Sumeet commented on SPARK-37175:
--------------------------------

I am working on this.

> Performance improvement to hash joins with many duplicate keys
> --------------------------------------------------------------
>
>                 Key: SPARK-37175
>                 URL: https://issues.apache.org/jira/browse/SPARK-37175
>             Project: Spark
>          Issue Type: Improvement
>          Components: SQL
>    Affects Versions: 3.3.0
>            Reporter: Bruce Robbins
>            Priority: Major
>         Attachments: hash_rel_examples.txt
>
>
> I noticed that HashedRelations with many duplicate keys perform significantly slower than HashedRelations with similar number of entries but few or no duplicate keys.
> A hypothesis:
>  * Because of the order in which rows are appended to the map, rows for a given key are typically non-adjacent in memory, resulting in poor locality.
>  * The map would perform better if all rows for a given key are next to each other in memory.

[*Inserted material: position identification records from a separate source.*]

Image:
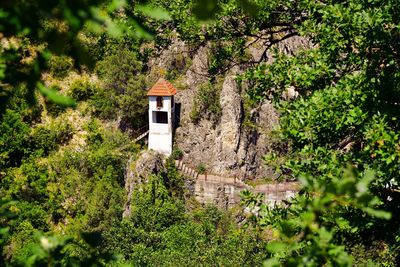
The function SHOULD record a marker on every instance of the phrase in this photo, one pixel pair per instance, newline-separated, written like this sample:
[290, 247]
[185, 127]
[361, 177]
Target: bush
[48, 138]
[82, 89]
[14, 134]
[60, 66]
[201, 168]
[177, 154]
[124, 92]
[52, 108]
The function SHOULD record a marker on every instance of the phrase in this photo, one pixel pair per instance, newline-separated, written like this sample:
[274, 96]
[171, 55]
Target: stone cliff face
[228, 147]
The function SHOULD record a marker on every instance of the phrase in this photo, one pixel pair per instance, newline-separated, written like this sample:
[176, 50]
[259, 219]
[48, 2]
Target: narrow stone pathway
[225, 191]
[141, 136]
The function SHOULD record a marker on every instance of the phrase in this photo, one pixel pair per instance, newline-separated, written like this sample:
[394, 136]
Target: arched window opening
[159, 100]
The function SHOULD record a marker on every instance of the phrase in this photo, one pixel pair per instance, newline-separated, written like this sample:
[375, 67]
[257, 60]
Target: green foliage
[177, 153]
[206, 104]
[47, 138]
[60, 66]
[124, 92]
[346, 115]
[82, 89]
[13, 138]
[201, 168]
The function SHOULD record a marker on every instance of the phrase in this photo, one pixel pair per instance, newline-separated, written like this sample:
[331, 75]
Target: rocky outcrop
[228, 147]
[136, 173]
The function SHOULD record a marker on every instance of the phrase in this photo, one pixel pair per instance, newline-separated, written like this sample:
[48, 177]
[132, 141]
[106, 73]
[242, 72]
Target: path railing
[141, 133]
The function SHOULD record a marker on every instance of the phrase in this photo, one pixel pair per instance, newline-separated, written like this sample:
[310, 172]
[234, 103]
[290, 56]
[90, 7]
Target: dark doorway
[161, 117]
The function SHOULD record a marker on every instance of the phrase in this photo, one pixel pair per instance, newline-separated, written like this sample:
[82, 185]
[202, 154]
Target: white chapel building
[161, 116]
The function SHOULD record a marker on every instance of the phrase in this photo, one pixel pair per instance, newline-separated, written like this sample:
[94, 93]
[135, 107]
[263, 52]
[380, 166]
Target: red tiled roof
[162, 88]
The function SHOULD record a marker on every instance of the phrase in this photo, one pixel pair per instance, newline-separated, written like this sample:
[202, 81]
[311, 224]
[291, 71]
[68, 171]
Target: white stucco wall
[160, 134]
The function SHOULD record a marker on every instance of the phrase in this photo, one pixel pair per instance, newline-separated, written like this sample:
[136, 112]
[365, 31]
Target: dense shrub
[60, 66]
[82, 89]
[14, 134]
[124, 93]
[177, 153]
[46, 138]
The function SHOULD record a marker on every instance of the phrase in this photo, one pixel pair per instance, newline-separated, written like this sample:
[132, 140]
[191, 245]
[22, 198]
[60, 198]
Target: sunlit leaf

> To test this hypothesis, I made a [somewhat brute force change to HashedRelation|https://github.com/apache/spark/compare/master...bersprockets:hash_rel_play] to reorganize the map such that all rows for a given key are adjacent in memory. This yielded some performance improvements, at least in my contrived examples:
> (Run on a Intel-based MacBook Pro with 4 cores/8 hyperthreads):
> Example 1:
>  Shuffled Hash Join, LongHashedRelation:
>  Stream side: 300M rows
>  Build side: 90M rows, but only 200K unique keys
>  136G output rows
> |Join strategy|Time (in seconds)|Notes|
> |Shuffled hash join (No reorganization)|1092| |
> |Shuffled hash join (with reorganization)|234|4.6 times faster than regular SHJ|
> |Sort merge join|164|This beats the SHJ when there are lots of duplicate keys, I presume because of better cache locality on both sides of the join|
> Example 2:
>  Broadcast Hash Join, LongHashedRelation:
>  Stream side: 350M rows
>  Build side 9M rows, but only 18K unique keys
>  175G output rows
> |Join strategy|Time (in seconds)|Notes|
> |Broadcast hash join (No reorganization)|872| |
> |Broadcast hash join (with reorganization)|263|3 times faster than regular BHJ|
> |Sort merge join|174|This beats the BHJ when there are lots of duplicate keys, I presume because of better cache locality on both sides of the join|
> Example 3:
>  Shuffled Hash Join, UnsafeHashedRelation
>  Stream side: 300M rows
>  Build side 90M rows, but only 200K unique keys
>  135G output rows
> |Join strategy|Time (in seconds)|Notes|
> |Shuffled Hash Join (No reorganization)|3154| |
> |Shuffled Hash Join (with reorganization)|533|5.9 times faster|
> |Sort merge join|190|This beats the SHJ when there are lots of duplicate keys, I presume because of better cache locality on both sides of the join|
> Example 4:
>  Broadcast Hash Join, UnsafeHashedRelation:
>  Stream side: 70M rows
>  Build side 9M rows, but only 18K unique keys
>  35G output rows
> |Join strategy|Time (in seconds)|Notes|
> |Broadcast hash join (No reorganization)|849| |
> |Broadcast hash join (with reorganization)|130|6.5 times faster|
> |Sort merge join|46|This beats the BHJ when there are lots of duplicate keys, I presume because of better cache locality on both sides of the join|
> The code for these examples is attached here [^hash_rel_examples.txt]
> Even the brute force approach could be useful in production if
>  * Toggled by a feature flag
>  * Reorganizes only if the ratio of keys to rows drops below some threshold
>  * Falls back to using the original map if building the new map results in a memory-related SparkException.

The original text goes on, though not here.